CPUs bauen wirklich ab. Mein alter E8600 (kein guter) lief anfangs mit 6100MHz. Jetzt macht er gerade noch so 5900MHz


----------



## theLamer (11. Juli 2009)

Eben.
@ KvD: Ich denke, du findest keinen E86er der bei 2V 10x gebencht wurde (mit nicht übertriebenen VTT- und PLL-Spannungen) und die 4 GHz noch mit der selben Spannung wie am Anfang mitmacht?


----------



## caine2011 (11. Juli 2009)

ich gehe davon aus dass das an der elektronenmigration liegt:
wenn eine cpu sich gut ocen lässt kann man davon ausgehen das die elektronen auf ihren bahnen("leitungen") bleiben ohne das fehlberechnungen auftreten, nur leider sorgt eben diese ocen für erhöhte elektronenmigration sodass dadurch die cpu zerstört wird auf lange sicht, genau das ist ja der grund weshalb alle sagen: oc verringert die lebensdauer
aber da finde ich 200mhz nicht so schlimm die sozusagen "verlorengehen"


----------



## der8auer (11. Juli 2009)

theLamer schrieb:


> Eben.
> @ KvD: Ich denke, du findest keinen E86er der bei 2V 10x gebencht wurde (mit nicht übertriebenen VTT- und PLL-Spannungen) und die 4 GHz noch mit der selben Spannung wie am Anfang mitmacht?

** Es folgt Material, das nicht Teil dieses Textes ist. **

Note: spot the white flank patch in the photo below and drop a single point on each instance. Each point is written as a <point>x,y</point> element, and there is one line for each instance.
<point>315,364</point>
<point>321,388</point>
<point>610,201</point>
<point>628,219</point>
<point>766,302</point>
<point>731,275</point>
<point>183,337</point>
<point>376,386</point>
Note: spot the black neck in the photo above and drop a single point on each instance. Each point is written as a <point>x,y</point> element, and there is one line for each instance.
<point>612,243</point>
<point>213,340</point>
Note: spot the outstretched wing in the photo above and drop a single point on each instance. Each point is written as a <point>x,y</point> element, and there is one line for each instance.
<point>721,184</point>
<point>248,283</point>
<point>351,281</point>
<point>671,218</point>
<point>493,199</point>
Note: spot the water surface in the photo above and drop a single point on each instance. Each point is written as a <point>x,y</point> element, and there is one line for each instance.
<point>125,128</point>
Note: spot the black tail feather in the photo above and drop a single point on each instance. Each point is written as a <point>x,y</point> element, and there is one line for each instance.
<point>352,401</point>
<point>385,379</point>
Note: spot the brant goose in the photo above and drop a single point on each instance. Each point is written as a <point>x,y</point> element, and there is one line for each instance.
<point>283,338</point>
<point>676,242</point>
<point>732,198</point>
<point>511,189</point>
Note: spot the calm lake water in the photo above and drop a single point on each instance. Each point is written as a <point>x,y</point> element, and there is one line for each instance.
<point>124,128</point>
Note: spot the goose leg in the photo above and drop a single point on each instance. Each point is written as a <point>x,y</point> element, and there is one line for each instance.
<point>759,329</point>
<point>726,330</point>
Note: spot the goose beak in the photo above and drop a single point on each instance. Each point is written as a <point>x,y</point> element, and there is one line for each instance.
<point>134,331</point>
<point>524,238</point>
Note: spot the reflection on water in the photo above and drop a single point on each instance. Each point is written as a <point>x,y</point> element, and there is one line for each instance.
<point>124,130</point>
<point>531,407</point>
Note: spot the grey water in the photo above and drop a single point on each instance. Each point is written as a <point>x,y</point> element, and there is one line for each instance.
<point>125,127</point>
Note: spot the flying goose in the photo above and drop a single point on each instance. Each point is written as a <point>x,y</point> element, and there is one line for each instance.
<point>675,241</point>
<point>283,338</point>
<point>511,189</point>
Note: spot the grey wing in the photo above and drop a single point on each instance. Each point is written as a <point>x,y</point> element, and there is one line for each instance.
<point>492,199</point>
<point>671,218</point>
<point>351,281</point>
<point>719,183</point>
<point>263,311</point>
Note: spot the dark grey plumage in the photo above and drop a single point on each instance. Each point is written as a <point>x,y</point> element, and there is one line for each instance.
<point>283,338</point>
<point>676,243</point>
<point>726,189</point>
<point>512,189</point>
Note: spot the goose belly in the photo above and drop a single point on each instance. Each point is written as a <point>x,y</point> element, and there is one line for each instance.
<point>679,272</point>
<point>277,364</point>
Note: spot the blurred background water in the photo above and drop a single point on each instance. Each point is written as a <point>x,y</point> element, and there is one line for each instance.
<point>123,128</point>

Ja die Masse machts dann einfach. Bei einmaligem Benchen wird man nicht viel merken. Meiner hat 7 Benchsessions hinter sich und wurde ordentlich gequält. Und das merkt man den CPUs dann auch an.


----------



## Kovsk (12. Juli 2009)

der8auer schrieb:


> CPUs bauen wirklich ab. Mein alter E8600 (kein guter) lief anfangs mit 6100MHz. Jetzt macht er gerade noch so 5900MHz


Jup, in dem Maße ist das auch normal  Wobei hier Ausnahmen auch die Regel bestätigen... ich denke da an Stummerwinters besten Q820A598, der hat locker schon 10 gar 15 Sessions erlebt und lief kürzlich beim neuen besitzer sogar mit nochmal 25MHz mehr durch den 01er


----------